İthal ikamesinin kolay ve ilk aşamasında korunan gıda ürünleri, el­bise, ayakkabı, ev eşyaları ve bunların girdileri olan dokuma, deri ve ağaç sanayii gibi dayanıksız tüketim mallar endüstrileridir. Tüketim malı it­halatına miktar kısıtlamaları ve yüksek tarifeler (Gümrük Vergileri) uygulanırken, ara malı ve makine ithalatına düşük tarifeler veya güm­rük muafiyeti uygulanarak yerli üretime yüksek bir efektif etkin koruma sağlanır. Ayrıca sanayicilere düşük faizli kredi temini, döviz tahsisi, dü­şük fiyatla enerji ve hammadde temini ve vergi muafiyetleri de tanı­nır. Diğer taraftan aşırı değerlenmiş kur politikası ve ülkede enflasyo-nist bir ortamın sürdürülmesi ile de bu endüstrilere dolaylı olarak da süb­vansiyon (ucuz ithal girdisi) ve teşvik (mallarına talep) temin edilmiş olur. 

İthal ikamesinin kolay aşamasında korumanın seviyesi ülkeden ülkeye farklılıklar gösterdiği gibi, ülke gruplarına, göre de farklılıklar göstermiştir. Meselâ, gelişmiş ülkeler koruma safhasını oldukça düşük ta­rifelerle geçiştirdikleri halde, günümüzün gelişmekte olan ülkeleri genellik­le yüksek tarife ve/veya kotalar, ithal yasakları gibi miktar kısıtlamalarıyla aşırı koruma yolu seçtiklerinden dış rekabeti ortadan kaldırmışlardır. Oysa, ithal ikamesinin kolay aşamasında aşırı korumaya ihtiyaç yoktur. Çünkü gıda ürünleri, tekstil ürünleri, ayakkabı, vs. gibi tüketim mallarının üretilmesi için gerekli olan yarı vasıflı ve vasıfsız işçiler ve girdiler bol mik­tarda olduğu gibi, sanayileşmenin bu aşaması ileri düzeyde bir teknoloji de gerektirmez. Buna rağmen, bir çok ülkede koruma gereğinden yüksek tutulmuştur. Neticede, içe dönük sınai kalkınmasının ilk aşamasında yerli üretim hızla artar. Çünkü, bu aşamada hem tüketim artışı ve hem de it­hal edilen malların ikamesi için üretim yapılır. Fakat, ithal ikamesinin ilk aşaması, tamamlanınca tüketimdeki düşüşe paralel olarak üretim artışı da yavaşlayabilir. 

Yüksek sanayileşme hızını devam ettirebilmek için ya aşağıda ele alı­nacak olan, ithal ikamesinin ikinci aşamasına veya sanayi ürünleri ihracı­na yönelme veyahut da her iki stratejinin de birlikte uygulanmasını temin edecek bir karma sanayileşme stratejisini seçme aşamasına gelinmiş olur. 

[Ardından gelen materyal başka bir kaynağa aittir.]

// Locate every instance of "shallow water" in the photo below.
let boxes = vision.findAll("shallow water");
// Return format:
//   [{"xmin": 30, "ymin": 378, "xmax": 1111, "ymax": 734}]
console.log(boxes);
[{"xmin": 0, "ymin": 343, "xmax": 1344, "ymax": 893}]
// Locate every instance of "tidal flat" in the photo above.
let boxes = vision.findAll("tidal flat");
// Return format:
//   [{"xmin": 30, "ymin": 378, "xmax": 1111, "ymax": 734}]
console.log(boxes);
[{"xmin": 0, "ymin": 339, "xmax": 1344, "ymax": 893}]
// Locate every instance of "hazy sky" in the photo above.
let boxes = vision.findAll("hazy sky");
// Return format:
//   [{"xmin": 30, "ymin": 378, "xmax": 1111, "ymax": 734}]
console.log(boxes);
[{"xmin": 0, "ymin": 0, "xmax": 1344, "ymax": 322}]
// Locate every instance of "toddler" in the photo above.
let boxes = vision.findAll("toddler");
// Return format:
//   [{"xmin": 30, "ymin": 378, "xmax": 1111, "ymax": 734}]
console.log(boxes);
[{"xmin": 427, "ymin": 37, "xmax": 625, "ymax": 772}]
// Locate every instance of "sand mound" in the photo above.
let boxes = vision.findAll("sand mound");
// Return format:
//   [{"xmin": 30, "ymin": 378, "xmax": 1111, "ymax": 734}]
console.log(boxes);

B- İkinci İthal İkamesi Sanayileşme Stratejisi 

Bu aşamada yerli sanayiin korunması için uygulanmakta olan ik­tisat politikalarının dozu daha da artar. İkinci ithal ikamesi aşaması, ara mallarını, yatırım mallarını ve dayanıklı tüketim mallarını ithal et­mek yerine, bu malların yurt içinde üretilmesine geçilmesi aşaması­dır. Bilindiği gibi, bu malların özellikleri ilk aşamadakilerden farklıdır. Me­sela, petro-kimya ve çelik ürünleri gibi sanayi kollarında kapital oldukça yoğundur. Bu sanayi kolları optimum ölçekli kurulmaz ise veya yüksek ka­pasitede üretim yapamazsa veya bu kuruluşlarda idari ve teknik etkinsiz-likler giderilmezse parça başına maliyet yükselir. 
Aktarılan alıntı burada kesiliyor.